Thèse de doctorat en Musicologie

Sous la direction de Danièle Pistone.

Soutenue le 05-11-2011

à Paris 4 , dans le cadre de École doctorale Concepts et langages (Paris) , en partenariat avec Observatoire musical français (Paris) (laboratoire) .


  • Résumé

    Dans ses dernières pièces pour piano, Franz Liszt tend à déstabiliser les codes normatifs des procédures cadentielles, en cherchant à éviter la configuration générale de la consonance, de la détente et de l’apaisement. Plusieurs catégories sémantiques peuvent être déterminées, ayant chacune ses propres caractéristiques stylistiques : la figure féminine, le passé, le sinistre, le macabre, même si la mort semble constituer le principe esthétique essentiel. À partir de ces catégories, il s’agit alors de proposer une réflexion sur les significations de ces fins d’œuvres, en convoquant les stratégies poïétiques du compositeur, les attentes esthésiques et la collaboration de l’auditeur.
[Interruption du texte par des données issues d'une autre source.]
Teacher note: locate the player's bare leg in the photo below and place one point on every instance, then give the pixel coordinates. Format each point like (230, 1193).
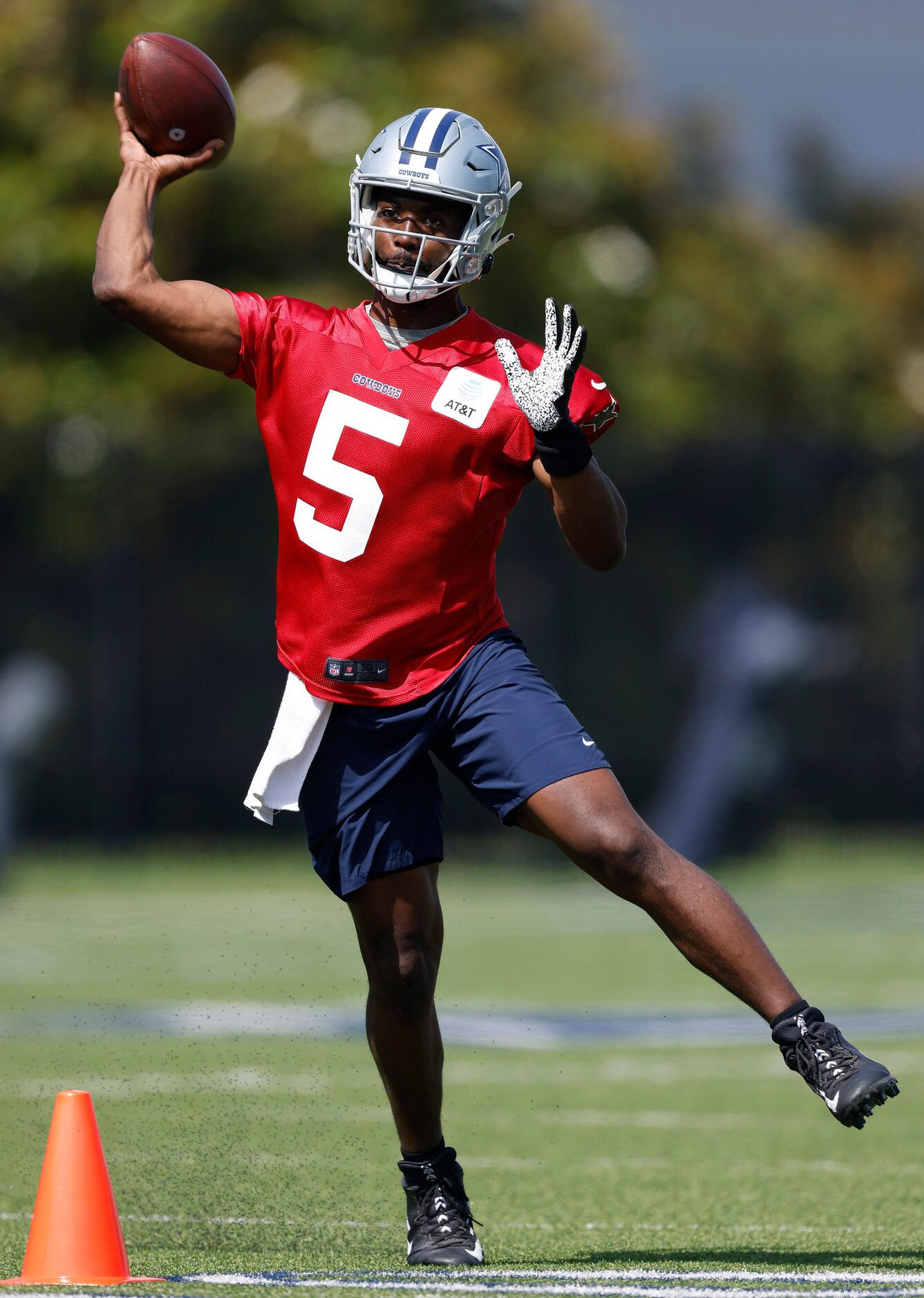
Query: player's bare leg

La première partie se consacre pleinement au processus de dépouillement et à la notion de seuil, tandis que la deuxième interroge le principe d’accroissement sonore en lien avec les topoï méphistophéliques, sinistres et tzigano-hongrois. Enfin, la troisième partie s’articule autour de plusieurs axes : la fin ouverte, la forme expérimentale, l’attente, l’inattendu, l’improvisation, la notion de fragment romantique. Ces pistes de réflexions visent à cerner un paradoxe de la fin d’œuvre chez le dernier Liszt, entre structure fermée et principe de seuil.

  • Titre traduit

    Liszt’s Late Piano Works : A Study of the Notion of Ending


  • Résumé

    In his late piano pieces, Franz Liszt tends to destabilize the traditional codes of the cadential procedures. He aims to avoid the general configuration of consonance, relaxation and quiescence. Several semantic categories can be defined, each of them having its own stylistic characteristics: female, past, sinister, macabre, even if death seems to be the most efficient principle, from a point of view of aesthetics. It is to propose a reflection into the meanings of these endings. To do this, we resort to poïtic intentions of the composer with the esthesic expectations and interpretive collaboration of the listener. The first part of this thesis is devoted to process of denudation and threshold notion, whereas the second part raises questions about the principle of increase, related to mephistophelian, sinister and gypsy-Hungarian topoï. At last, the third part focuses on several topics: open ending, experimental form, expectation, the unexpected and romantic fragment. These avenues of reflection attempt to identify a paradox of the ending in Liszt’s late piano pieces, between closed structure and threshold principle.